I used not to know a lot about cooking rice. In fact I was practically dependent on those rice packets which you shove directly into boiling water and leave there until it overcooks, becomes mushy and inedible. All that until I discovered basmati rice, which at this point is my favourite type of rice. I had to do a thorough research before I actually learned how to handle that fellow. It all paid off in the end. My current knowledge in this topic comes from different sources, starting from my parents and ending on the Internet. Here are a couple of simple steps you have to take in order to cook a decent basmati rice. Don’t treat them as strict guidelines though. Experiment and decide which way works best for you. This post gets dedicated to my fiancé who always says he can’t cook rice the way I do ;)
1. Get rid of the starch
This step is a must. As much as you can fiddle with other steps this one is indispensable. Although in some types of rice starch is welcome while preparing risotto for example, here you really want to get rid of it. First of all soak your rice in cold water for around 30 minutes. Then pour the water out and rinse rice until the water becomes clear. Initially it will be a bit milky since it will be washing out the starch. It may take 5 or 6 good rinses. Drain the rice.

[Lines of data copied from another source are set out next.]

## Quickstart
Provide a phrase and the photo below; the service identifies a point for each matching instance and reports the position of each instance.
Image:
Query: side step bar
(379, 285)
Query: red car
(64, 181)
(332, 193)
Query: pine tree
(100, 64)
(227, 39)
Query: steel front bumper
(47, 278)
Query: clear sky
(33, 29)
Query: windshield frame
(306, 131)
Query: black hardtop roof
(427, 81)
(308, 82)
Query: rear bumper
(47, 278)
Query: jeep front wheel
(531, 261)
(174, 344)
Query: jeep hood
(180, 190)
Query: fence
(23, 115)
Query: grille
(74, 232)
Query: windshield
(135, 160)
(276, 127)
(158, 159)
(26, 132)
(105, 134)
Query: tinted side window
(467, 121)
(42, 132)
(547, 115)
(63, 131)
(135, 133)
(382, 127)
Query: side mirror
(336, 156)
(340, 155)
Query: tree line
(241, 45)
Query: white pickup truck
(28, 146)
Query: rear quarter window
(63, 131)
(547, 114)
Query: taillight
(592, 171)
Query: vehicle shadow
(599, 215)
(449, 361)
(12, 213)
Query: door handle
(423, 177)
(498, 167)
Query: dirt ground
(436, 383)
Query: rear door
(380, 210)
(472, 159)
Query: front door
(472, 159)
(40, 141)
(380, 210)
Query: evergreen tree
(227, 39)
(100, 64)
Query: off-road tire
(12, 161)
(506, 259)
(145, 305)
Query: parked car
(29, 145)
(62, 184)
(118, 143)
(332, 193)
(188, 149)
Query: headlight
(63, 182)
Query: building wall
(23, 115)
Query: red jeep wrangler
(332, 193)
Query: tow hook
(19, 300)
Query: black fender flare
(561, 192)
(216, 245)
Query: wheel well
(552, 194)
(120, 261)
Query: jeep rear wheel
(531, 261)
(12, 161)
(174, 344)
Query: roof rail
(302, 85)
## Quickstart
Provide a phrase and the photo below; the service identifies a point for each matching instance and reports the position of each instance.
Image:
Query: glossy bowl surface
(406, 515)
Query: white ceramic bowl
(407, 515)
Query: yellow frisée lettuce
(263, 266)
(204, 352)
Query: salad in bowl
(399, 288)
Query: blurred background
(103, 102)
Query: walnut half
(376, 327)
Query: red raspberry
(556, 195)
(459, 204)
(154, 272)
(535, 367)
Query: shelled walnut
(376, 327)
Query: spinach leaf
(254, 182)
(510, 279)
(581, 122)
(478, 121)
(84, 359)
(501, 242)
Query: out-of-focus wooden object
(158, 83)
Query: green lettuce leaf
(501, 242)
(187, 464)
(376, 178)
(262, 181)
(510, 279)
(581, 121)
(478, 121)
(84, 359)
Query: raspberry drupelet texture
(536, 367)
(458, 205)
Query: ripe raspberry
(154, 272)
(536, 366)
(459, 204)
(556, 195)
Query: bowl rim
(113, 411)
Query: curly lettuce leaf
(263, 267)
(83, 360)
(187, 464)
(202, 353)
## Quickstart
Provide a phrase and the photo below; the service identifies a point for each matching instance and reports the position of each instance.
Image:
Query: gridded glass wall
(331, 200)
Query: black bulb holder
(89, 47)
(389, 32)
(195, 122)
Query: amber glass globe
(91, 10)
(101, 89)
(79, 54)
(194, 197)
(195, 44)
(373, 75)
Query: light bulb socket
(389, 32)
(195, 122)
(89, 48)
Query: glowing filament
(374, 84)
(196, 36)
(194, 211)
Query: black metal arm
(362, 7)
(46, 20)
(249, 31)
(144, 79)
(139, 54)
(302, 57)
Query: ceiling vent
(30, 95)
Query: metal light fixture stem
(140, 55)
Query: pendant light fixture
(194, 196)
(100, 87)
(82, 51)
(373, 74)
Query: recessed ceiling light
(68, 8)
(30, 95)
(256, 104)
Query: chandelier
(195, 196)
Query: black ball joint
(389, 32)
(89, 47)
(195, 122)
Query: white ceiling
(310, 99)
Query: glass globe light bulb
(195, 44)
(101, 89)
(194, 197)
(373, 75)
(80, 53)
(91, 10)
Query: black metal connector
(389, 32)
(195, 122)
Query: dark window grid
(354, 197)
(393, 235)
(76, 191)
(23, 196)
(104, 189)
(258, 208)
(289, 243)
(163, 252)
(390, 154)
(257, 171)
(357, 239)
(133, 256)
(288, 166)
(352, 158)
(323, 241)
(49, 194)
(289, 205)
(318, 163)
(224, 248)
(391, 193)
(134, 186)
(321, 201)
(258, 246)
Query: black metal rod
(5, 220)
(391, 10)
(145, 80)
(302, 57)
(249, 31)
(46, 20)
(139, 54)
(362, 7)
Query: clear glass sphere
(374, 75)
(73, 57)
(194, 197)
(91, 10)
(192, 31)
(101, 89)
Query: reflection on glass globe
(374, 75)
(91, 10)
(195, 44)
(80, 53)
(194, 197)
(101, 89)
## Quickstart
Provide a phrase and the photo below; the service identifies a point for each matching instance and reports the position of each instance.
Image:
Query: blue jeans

Personally I skip this step unless I flavour the rice. Make a well in the rice and add 1-2 tablespoons of olive oil. Then add spices of your choice (cardamon, cumin, chili, coriander, ginger, garlic, etc) and fry a couple of seconds. Of course you can skip the spices if you want to cook plain basmati rice. Mix everything well and fry for around one minute until you notice some parts of the rice turning milky white.
Add boiling water. For two cups of rice add 2,5-3 cups of water. At this point you can add a pinch of salt. Stir vigorously once and cover with lid immediately. Boil on low heat until all the water evaporates. It is absolutely essential at no point during the cooking to lift the lid or stir the rice. You need to be careful not to leave it cooking for too long. Water evaporates pretty fast. It shouldn’t take more than 10 minutes. To check if all water is gone just put in your spoon and make a small well to the bottom to understand if the liquid is gone. Although it may seem that we added too little water and rice didn’t cook well yet, it is essential at this point to turn of the cooking hob and cover the pot and let the rice steam for another 10-15 minutes. If everything went well each grain of rice should be beautifully cooked and not sticky.